In many developing countries, two people can earn the same income and pay very different amounts of tax — not because of different rates, but because of how they earn their money. If one is a salaried employee and the other is self-employed, the employee is likely to pay far more. Our new research suggests that such inequality within the same income group is not only widespread, but it is undermining the political viability of tax reform, because the self-employed can more easily underreport income for tax purposes and salaried workers are unlikely to accept being taxed more.
 

The gap is large, and it sits at the top

In a new World Bank Policy Research Working Paper we measure how much more tax employees pay compared to the self-employed in 25 low- and middle-income countries using micro-tax simulation models. The findings are striking. In the top income decile, where the self-employed make up nearly half of all earners, compared to just 10 percent in high-income countries, a self-employed individual pays approximately 36 percent less in taxes than a salaried peer with identical income. This gap is not a rounding error but a structural feature of how tax systems work in many developing countries.

When someone is employed, their employer withholds taxes directly from their paycheck. Third-party reporting makes evasion difficult. The self-employed, by contrast, report their own income, and in countries where enforcement capacity is limited, underreporting is both common and largely unchecked. The tax system ends up being less about what you earn and more about how you earn it.
 

A sharp trade-off in tax design

Most governments are advised to shift from consumption taxes like VAT toward personal income taxes, because income taxes are considered more fair: richer people pay more than poorer people. But this paper shows the trade-off is more complicated.

A budget-neutral reform that raises income taxes while cutting consumption taxes does improve progressivity across income groups — the rich pay more relative to the poor. However, it significantly worsens equity within income groups, because it is mostly salaried workers who actually end up paying more. Self-employed individuals at the same income level continue to underreport and largely escape the net. The reform that looks progressive on paper can deepen unfairness in practice.


Tax Policy Tradeoffs of Horizontal and Vertical Equity

Note: This figure shows the results of a budget neutral reform that raises 1% of GDP from PIT rebated through VAT cut. The increase in PIT revenue arises from changes in the marginal tax rates paid by top-decile households to simulate a progressive tax reform.
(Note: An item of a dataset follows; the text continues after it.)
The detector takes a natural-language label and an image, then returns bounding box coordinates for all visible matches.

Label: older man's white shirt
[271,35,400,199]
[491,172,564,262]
Here is what may be surprising: consumption taxes (taxes on what you spend, like sales tax), treat employees and self-employed workers more fairly than income taxes do. That is because people at similar income levels tend to spend their money in similar ways, regardless of whether they work for a company or for themselves, meaning consumption taxes affect both groups roughly the same. The salaried worker and the self-employed peer end up bearing a more equal tax burden. The paper shows that how fairly taxes are distributed and who actually pays them are linked and must be considered together.
 

Citizens know something is wrong — but want enforcement, not a tax switch

To understand how citizens perceive these inequities and what they want done about them, we conducted large-scale surveys of over 17,600 respondents across six middle-income countries, including Pakistan.

When people were told the actual size of the gap, for instance, that salaried workers in Pakistan pay four times more in income tax than self-employed individuals with similar earnings, their concern increased sharply. The information mattered. People were not indifferent to unfairness across worker types; they simply did not know how large it was.


The revealing part is that learning about the gap did not shift people’s preferences toward consumption taxes as a policy fix. Those who became more concerned about the inequity also believed that the government could reduce evasion if it genuinely tried. Their conclusion was not that the tax mix was wrong, it was that the system was being poorly administered.

This reflects an important political logic. If citizens see that income taxes fall disproportionately on easy-to-tax employees while the self-employed go largely untouched, they will resist any reform that raises income taxes further. In such an environment, efforts to bring more taxpayers and income into the formal tax system will only succeed when enforcement improves alongside them.
 

What this means for tax reform

Large inequities across worker types are not just a fairness problem. They create the perception, grounded in reality, that the burden of any new reform will fall on those who already bear the most. That perception becomes a constraint on any reform process before it even starts.

For base broadening to succeed, governments need to pair changes to tax schedules with visible and credible improvements in enforcement capacity. Technology offers practical tools here: third-party reporting, digital invoicing, and data integration between revenue authorities and financial institutions are the mechanisms through which equity across worker types can be improved in practice.

The paper also notes that the same logic applies beyond the self-employed versus employee divide. International tax avoidance and the preferential treatment of capital income over labor income generate similar inequities, and similar political resistance.

Fair taxation starts with the perception that everyone is playing by the same rules. Where that perception is absent, reform will be hard.